ONLY ETERNITY LASTS FOREVER
Nunhead Cemetery Chapel
What will people be drawn to do when a standing stone circle appears overnight in a chapel, in an overgrown cemetery, in South East London, with no explanation? Carved with strange bodily, flowering entities—things that could be part plant, part human, or perhaps neither.
What drives us to construct monoliths in times of change? What is it about the unyielding presence of a standing stone that brings us comfort across the millennia? Why are we drawn to the mystery of certain places, over and over and over again, despite their unwillingness to speak to us? What is it that haunts us about the mute obstinacy of sacred places, that we seem to crave? A place only becomes sacred because we collectively decide it is sacred, after all.

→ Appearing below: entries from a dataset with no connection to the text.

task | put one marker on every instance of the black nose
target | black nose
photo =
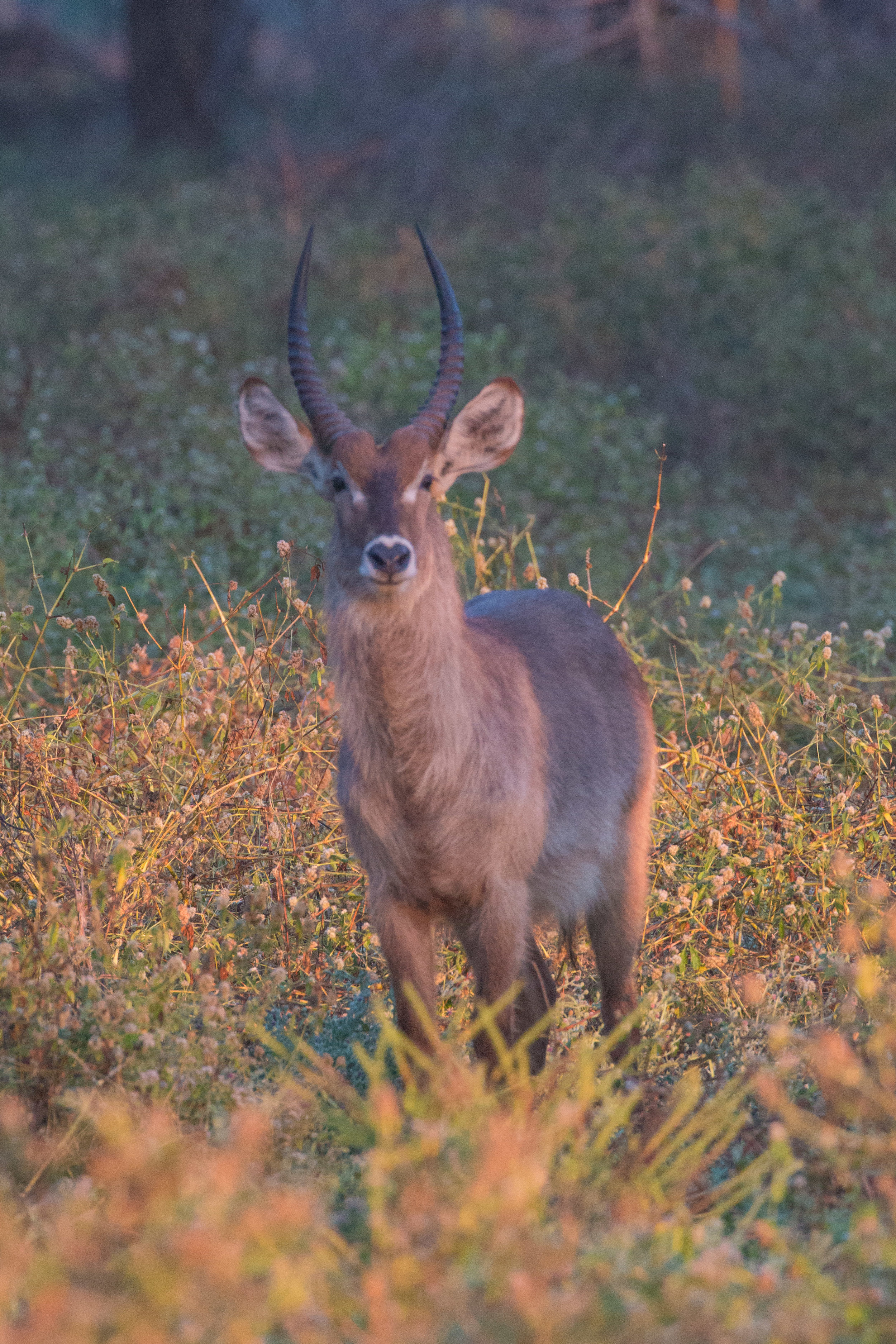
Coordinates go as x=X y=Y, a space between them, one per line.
x=389 y=557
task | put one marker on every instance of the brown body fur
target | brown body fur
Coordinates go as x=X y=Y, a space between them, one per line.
x=485 y=791
x=497 y=760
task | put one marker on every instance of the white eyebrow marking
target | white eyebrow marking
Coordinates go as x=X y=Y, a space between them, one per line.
x=409 y=494
x=358 y=495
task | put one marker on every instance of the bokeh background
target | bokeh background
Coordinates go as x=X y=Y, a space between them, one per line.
x=672 y=221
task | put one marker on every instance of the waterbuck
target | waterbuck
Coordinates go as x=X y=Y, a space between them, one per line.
x=497 y=758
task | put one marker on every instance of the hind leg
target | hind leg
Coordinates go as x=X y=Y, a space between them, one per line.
x=501 y=951
x=538 y=996
x=616 y=921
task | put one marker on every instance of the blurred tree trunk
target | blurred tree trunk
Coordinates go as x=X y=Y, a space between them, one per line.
x=185 y=58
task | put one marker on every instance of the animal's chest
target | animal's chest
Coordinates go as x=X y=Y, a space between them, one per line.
x=438 y=840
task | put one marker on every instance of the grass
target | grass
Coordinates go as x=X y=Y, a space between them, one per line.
x=210 y=1128
x=215 y=1132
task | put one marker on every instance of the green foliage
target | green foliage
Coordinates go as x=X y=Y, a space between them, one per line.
x=757 y=320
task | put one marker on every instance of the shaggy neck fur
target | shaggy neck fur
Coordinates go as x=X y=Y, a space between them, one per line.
x=405 y=672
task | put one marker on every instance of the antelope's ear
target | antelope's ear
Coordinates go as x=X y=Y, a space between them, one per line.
x=276 y=439
x=484 y=435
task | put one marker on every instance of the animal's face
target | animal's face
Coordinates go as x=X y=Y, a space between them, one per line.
x=383 y=495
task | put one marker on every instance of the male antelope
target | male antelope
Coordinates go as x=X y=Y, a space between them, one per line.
x=497 y=758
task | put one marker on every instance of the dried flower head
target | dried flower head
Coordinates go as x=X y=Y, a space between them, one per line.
x=756 y=715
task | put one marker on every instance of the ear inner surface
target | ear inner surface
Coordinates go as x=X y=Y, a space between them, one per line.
x=484 y=435
x=275 y=439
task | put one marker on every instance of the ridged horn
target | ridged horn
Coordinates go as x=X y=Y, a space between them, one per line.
x=433 y=414
x=327 y=420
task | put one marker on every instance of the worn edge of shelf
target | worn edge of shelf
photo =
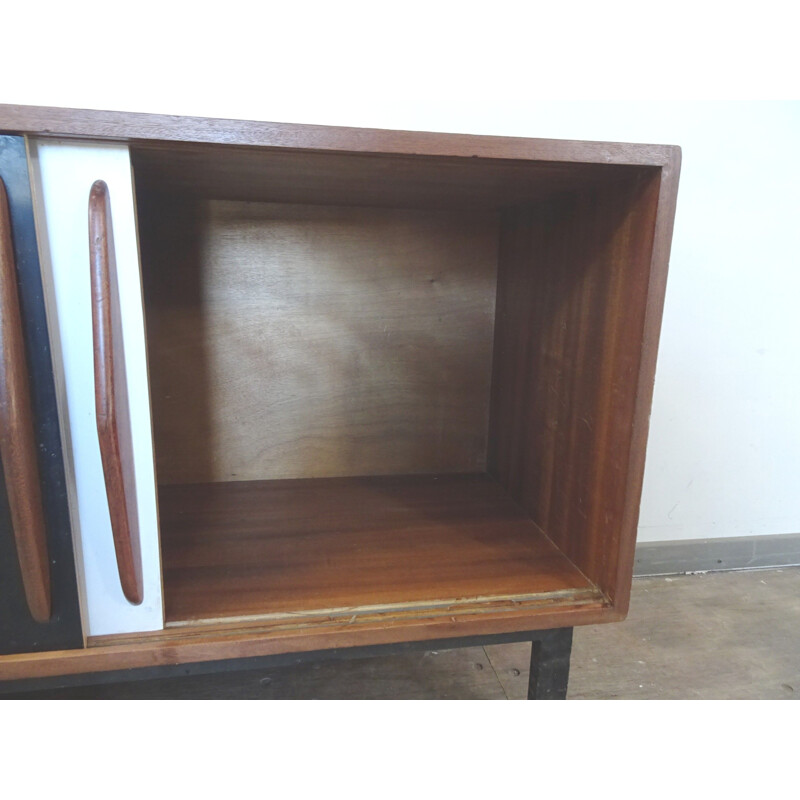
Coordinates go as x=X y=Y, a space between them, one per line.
x=164 y=648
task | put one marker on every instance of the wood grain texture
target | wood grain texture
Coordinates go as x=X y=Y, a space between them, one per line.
x=341 y=547
x=361 y=179
x=292 y=341
x=193 y=645
x=17 y=441
x=111 y=395
x=136 y=127
x=574 y=277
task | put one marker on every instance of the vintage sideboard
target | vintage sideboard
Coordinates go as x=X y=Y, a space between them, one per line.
x=271 y=390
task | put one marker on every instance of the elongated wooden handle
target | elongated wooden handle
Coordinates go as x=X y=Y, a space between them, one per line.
x=111 y=395
x=17 y=441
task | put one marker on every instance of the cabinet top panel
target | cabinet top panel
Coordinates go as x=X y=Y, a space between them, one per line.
x=137 y=127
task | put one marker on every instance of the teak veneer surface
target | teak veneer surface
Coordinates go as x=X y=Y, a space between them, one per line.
x=334 y=546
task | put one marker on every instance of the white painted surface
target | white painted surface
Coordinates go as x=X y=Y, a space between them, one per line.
x=63 y=174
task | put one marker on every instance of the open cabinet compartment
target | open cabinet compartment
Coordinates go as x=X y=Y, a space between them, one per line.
x=391 y=385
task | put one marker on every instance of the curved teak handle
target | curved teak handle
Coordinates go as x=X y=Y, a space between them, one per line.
x=111 y=395
x=17 y=441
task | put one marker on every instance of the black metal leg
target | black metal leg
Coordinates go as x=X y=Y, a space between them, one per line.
x=550 y=652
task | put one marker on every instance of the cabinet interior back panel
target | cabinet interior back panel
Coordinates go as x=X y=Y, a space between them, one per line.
x=297 y=341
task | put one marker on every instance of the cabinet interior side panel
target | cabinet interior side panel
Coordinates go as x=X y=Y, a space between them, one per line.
x=572 y=290
x=292 y=341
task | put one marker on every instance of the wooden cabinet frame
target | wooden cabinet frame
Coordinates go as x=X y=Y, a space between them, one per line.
x=553 y=354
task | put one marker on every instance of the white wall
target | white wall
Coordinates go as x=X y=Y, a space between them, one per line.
x=724 y=452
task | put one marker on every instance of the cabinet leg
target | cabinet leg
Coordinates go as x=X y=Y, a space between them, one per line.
x=550 y=653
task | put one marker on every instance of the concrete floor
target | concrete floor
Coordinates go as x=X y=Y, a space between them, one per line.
x=731 y=635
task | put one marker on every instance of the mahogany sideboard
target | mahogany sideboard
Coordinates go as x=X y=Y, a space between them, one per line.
x=271 y=390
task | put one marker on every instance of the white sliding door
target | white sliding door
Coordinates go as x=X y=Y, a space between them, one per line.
x=63 y=173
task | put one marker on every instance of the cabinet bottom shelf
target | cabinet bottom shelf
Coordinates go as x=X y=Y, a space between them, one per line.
x=342 y=548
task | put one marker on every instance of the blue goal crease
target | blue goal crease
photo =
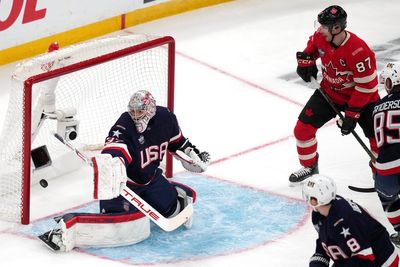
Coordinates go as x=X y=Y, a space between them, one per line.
x=227 y=219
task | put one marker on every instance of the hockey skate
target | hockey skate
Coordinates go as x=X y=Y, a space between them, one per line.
x=53 y=240
x=395 y=238
x=299 y=176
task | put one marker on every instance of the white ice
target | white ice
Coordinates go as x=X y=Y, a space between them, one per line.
x=231 y=102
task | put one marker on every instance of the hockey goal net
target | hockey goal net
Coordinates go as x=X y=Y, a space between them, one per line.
x=78 y=92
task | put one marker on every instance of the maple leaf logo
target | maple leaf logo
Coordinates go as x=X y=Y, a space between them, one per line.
x=338 y=80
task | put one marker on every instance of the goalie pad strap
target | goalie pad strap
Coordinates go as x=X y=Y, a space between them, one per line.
x=71 y=219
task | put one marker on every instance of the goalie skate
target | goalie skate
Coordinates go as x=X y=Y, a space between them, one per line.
x=298 y=177
x=52 y=239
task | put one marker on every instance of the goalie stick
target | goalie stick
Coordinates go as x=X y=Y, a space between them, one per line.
x=315 y=85
x=167 y=224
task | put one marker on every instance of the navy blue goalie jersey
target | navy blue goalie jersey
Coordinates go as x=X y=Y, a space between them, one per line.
x=143 y=152
x=351 y=237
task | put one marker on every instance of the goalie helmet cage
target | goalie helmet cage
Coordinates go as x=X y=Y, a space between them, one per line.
x=96 y=78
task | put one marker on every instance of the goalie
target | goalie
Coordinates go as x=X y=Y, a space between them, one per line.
x=133 y=150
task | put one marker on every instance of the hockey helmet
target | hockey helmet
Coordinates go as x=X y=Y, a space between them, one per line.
x=321 y=188
x=390 y=77
x=142 y=107
x=332 y=16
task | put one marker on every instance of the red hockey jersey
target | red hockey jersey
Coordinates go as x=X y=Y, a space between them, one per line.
x=348 y=72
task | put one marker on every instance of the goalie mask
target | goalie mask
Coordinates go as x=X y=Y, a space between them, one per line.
x=142 y=107
x=319 y=188
x=390 y=77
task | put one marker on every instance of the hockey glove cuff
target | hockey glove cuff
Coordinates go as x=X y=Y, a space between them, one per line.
x=191 y=158
x=306 y=67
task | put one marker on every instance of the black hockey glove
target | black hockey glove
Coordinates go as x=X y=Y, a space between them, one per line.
x=306 y=67
x=351 y=116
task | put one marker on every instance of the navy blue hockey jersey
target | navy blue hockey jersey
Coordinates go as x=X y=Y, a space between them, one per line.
x=351 y=237
x=387 y=133
x=143 y=152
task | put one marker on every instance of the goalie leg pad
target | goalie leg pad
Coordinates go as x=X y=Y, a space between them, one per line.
x=100 y=230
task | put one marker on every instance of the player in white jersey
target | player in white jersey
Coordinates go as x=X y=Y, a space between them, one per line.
x=386 y=116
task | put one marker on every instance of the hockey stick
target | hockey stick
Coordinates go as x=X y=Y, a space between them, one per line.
x=315 y=85
x=167 y=224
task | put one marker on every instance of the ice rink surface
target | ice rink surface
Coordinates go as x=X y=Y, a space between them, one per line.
x=238 y=97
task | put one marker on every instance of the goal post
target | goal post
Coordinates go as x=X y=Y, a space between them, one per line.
x=78 y=91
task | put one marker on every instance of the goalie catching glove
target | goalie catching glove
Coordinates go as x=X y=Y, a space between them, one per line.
x=109 y=176
x=191 y=158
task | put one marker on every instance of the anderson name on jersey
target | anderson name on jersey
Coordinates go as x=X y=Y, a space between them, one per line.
x=143 y=152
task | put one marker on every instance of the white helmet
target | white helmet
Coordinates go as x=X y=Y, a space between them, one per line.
x=142 y=107
x=390 y=76
x=320 y=187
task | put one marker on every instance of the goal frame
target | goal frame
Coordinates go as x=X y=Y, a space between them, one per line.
x=27 y=100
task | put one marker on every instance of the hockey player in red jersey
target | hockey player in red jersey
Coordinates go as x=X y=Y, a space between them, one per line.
x=349 y=80
x=386 y=116
x=347 y=234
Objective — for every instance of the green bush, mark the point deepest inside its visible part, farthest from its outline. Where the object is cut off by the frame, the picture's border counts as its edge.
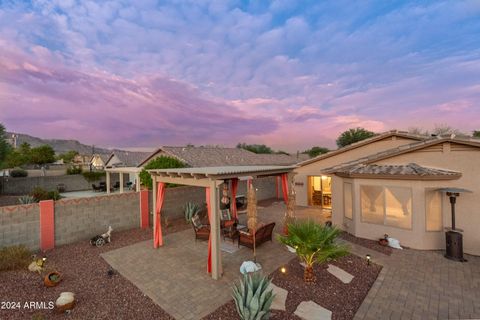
(92, 176)
(252, 297)
(162, 162)
(18, 173)
(74, 170)
(14, 258)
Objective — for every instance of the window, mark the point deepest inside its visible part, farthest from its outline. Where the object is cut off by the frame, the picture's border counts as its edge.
(372, 204)
(391, 206)
(398, 207)
(348, 200)
(433, 210)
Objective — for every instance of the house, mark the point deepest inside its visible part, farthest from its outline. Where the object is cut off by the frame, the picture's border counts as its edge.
(394, 190)
(218, 156)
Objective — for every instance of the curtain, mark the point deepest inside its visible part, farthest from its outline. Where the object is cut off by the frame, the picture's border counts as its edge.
(285, 186)
(233, 202)
(209, 210)
(158, 239)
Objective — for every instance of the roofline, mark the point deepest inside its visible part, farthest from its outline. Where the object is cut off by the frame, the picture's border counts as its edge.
(381, 136)
(401, 150)
(428, 177)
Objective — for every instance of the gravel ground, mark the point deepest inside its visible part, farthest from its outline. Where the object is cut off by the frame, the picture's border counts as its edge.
(342, 299)
(98, 295)
(370, 244)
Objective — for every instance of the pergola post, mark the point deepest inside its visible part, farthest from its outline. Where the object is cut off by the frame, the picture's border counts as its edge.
(154, 202)
(121, 182)
(215, 233)
(107, 178)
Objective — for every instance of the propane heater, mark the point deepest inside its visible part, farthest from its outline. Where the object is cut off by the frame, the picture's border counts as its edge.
(453, 236)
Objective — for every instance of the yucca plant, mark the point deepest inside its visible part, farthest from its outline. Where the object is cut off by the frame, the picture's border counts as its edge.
(190, 209)
(252, 297)
(313, 243)
(26, 199)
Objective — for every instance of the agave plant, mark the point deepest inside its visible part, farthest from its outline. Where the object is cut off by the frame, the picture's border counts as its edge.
(313, 243)
(191, 209)
(26, 199)
(252, 297)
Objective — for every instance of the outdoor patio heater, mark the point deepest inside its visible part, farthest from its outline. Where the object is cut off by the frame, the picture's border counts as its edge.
(453, 236)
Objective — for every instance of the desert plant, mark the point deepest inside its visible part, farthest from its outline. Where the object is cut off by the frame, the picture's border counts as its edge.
(14, 257)
(18, 173)
(252, 297)
(74, 170)
(313, 243)
(26, 199)
(190, 209)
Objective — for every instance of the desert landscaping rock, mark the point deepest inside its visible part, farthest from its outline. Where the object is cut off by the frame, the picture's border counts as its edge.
(309, 310)
(280, 297)
(341, 274)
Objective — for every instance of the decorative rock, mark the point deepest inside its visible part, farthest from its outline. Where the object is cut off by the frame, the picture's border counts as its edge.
(280, 297)
(341, 274)
(309, 310)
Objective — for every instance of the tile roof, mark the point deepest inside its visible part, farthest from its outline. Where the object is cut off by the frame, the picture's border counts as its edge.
(404, 149)
(409, 171)
(385, 135)
(217, 156)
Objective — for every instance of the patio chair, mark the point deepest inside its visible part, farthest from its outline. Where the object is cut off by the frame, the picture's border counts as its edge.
(202, 231)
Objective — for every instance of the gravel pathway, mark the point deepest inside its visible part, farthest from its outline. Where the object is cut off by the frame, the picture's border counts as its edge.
(98, 295)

‘Only Eternity Lasts Forever’, is a celebration of the impenetrable, the unassailable, the blankness that opens up around silent places, as they become spaces of personal spiritual projection. Of the weird and inexplicable things that humans do in spaces that sit in the borderline between our world and another. A celebration of the resolute inaccessibility of the past, of reasons and lines of logic that can never be recovered, a speculative future archaeology, exploring the spaces between what could have been, and what might still be.
Situated within a ruined chapel resonant with historical complexities and a dynamic ecology, ‘Only Eternity Lasts Forever’ conjures a space of projection—an open canvas for the collective imagination to explore the idiosyncrasy of spirituality, the strange, and the silent.
At the heart of the installation is a stone circle, carved with cryptic motifs that conjure a speculative posthuman archaeology—a reflection on what could have been and what might still be. The silence of the space mirrors the experience of visiting a prehistoric site, an experience which rarely offers answers, but instead encourages a personal exploration of the intersections between posthuman feminism, grief, ecology, religion, magic, and the lingering echoes of an inaccessible past.
Rather than providing answers, the exhibition and accompanying text invite visitors to contemplate the role of sacred spaces in our collective consciousness and the sometimes strange and private rituals we enact in response to the unknown. The exhibition's deliberate ambiguity encourages a personal journey through the stone circle, navigating the intersections of posthuman feminism, grief, ecology, and our own speculative future archaeologies.